MaartenGr / BERTopic

Leveraging BERT and c-TF-IDF to create easily interpretable topics.
https://maartengr.github.io/BERTopic/
MIT License
5.94k stars 741 forks source link

BERTopic: visualize_topics_over_time_area #813

Open semmyk-research opened 1 year ago

semmyk-research commented 1 year ago

For my research work, I was looking for ways to 'present' my topics_over_time more visually appealing. The hover-on topics trend over time is great. How about a sort of river-flow or area map plot: a reader can 'quickly the volume' of change over time! PS: I'm open to a more pythonic way of getting this done. PS: I'm open to more BERTopic's under-the-hood hooks

NB: To reduce choice overload and still keep with BERTopic philosophy of being basic, we can simply implement this with an arg within the existing visualize_topics_over_time.

[My approach]

check_is_fitted(self) return plotting.visualize_topics_over_time_area(self,


{extracts}
- To visualise, I called model_ngram_dtm_area.visualize_topics_over_time_area(... ...)
- Sample view
![image](https://user-images.githubusercontent.com/113531105/198902518-cef69e19-30fb-4851-90ec-e847f1eb9d98.png)

I'm open to a pull request.
MaartenGr commented 1 year ago

I believe this relates to a comment I have seen a while ago here. My main concern with the area map visualization is that it does not handle a large amount of topics well out of the box. This effect is especially strong when there are multiple topics that differ quite significantly across time which would then muddle the resulting visualization. The image that you give for example is the most ideal data representation but that happens quite rarely in practice and requires careful selection of which topics to show. Something to fix this is a stacked area map but that is typically quite difficult to interpret since there is essentially a separate y-axis for each individual line.
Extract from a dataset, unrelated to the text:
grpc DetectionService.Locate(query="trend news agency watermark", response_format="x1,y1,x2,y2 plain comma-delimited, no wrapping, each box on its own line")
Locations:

semmyk-research commented 1 year ago

Thanks @MaartenGr for the response and for pointing out @pariskang earlier suggestion (which I missed). Apology for only reverting back now. I've been 'away' on some research work.

I gave your concern and suggestion some thought. The current visualize_topics_over_time 'line' plot works great. No doubt about that. In the information system domain that I reside in (and to an extent in social sciences), showing the 'picture', that is the narrative' is often desired. That is where area map comes in. However, as you rightly pointed out, area maps have their limitations (and flaws, such as the Sine size illusion).

#Pause: Regarding the extracted image I gave, it was made possible, as you might have guessed, by the ability to select topics (one is interested in). A great feature that is great for narrative purposes.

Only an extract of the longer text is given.